Sunday, May 2, 2010

Fantastic Four: The New Fantastic Four Hardcover Review

Fantastic Four: The New Fantastic Four
Marvel Comics
Hardcover
168 pages
$19.99
ISBN 9780785128472

Contributors: Dwayne McDuffie, Paul Pelletier, Michael Turner, and Paul Mounts

Reprints: Fantastic Four #544-550

Synopsis: After the events in Civil War Reed and Sue Richards go on a second honeymoon to repair their relationship.  Filling the void on the team are the Black Panther and Storm who were recently married and need somewhere to stay after the destruction of the Wakandan embassy in New York. 

The New FF's first mission is to find the body of the deceased young hero Gravity who gave his life saving several heroes from The Stranger.  Epoch has stolen his body for some cosmic reason, but is in danger of being devoured by Galactus!  Can the new team face down two heralds of Galactus and the Planet Devourer himself to discover Gravity's fate?

Meanwhile the vacationing Richards discover a mysterious space artifact with clues to a universal crisis.  Reed investigates leaving Sue open for attack by the new Frightful Four.  Can the new team and Reed save her before the Wizard can exact bloodthirsty revenge?

The artifact gives clues to a rift in space-time threatening Eternity's life (and therefore the universe).  Only Dr. Strange, the New FF, and the recently resurrected hero Gravity can save the day. 

Pros: Michael Turner covers for all issues are really dynamic, Pelletier's art is solid (reminiscent of Alan Davis), McDuffie's Panther is spot on with tremendous intelligence and strength, great colors by Mounts, great battle/confrontation with the Frightful Four

Cons: Attempt to build up Gravity into a meaningful character seems forced, McDuffie's interpersonal dialogue with the team didn't always click, space adventures with environment wristbands just seemed too impossible (having the Torch wear several so he could ignite in space? come on), Storm can use her weather powers in space?

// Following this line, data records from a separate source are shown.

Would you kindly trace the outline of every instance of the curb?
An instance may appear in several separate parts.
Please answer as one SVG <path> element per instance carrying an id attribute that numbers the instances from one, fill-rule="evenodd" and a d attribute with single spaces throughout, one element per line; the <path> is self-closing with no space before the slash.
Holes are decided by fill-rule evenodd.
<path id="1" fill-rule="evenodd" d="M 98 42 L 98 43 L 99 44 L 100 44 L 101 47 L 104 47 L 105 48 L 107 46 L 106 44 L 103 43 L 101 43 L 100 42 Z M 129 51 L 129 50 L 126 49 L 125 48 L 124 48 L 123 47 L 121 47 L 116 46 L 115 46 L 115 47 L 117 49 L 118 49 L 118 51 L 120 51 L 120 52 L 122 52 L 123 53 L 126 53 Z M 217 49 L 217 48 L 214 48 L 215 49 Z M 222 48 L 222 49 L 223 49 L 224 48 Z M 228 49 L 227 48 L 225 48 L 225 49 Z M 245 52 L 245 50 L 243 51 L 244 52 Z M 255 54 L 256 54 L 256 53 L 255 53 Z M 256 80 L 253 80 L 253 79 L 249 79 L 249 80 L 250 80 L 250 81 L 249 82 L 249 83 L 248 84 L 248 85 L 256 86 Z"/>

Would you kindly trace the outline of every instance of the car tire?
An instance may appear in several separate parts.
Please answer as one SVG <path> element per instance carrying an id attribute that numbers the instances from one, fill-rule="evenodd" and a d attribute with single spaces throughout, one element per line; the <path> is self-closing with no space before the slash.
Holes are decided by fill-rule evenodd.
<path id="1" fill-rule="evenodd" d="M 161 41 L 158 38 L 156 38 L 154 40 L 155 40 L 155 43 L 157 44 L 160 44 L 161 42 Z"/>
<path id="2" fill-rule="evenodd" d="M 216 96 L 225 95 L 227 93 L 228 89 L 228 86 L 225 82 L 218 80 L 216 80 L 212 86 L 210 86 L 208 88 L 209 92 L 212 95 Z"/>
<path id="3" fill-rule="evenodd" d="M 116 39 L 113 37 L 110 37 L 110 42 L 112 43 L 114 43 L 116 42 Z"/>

Mike Tells It Straight: McDuffie doesn't do cosmic is the lesson learned here.  While the overall storylines were epic, action-packed and enjoyable it felt like everything just didn't mesh completely.  McDuffie unflinchingly went for the all-out epic stories and hoped all the pieces would fall into place.  My only nagging question: why did Gravity keep showing up?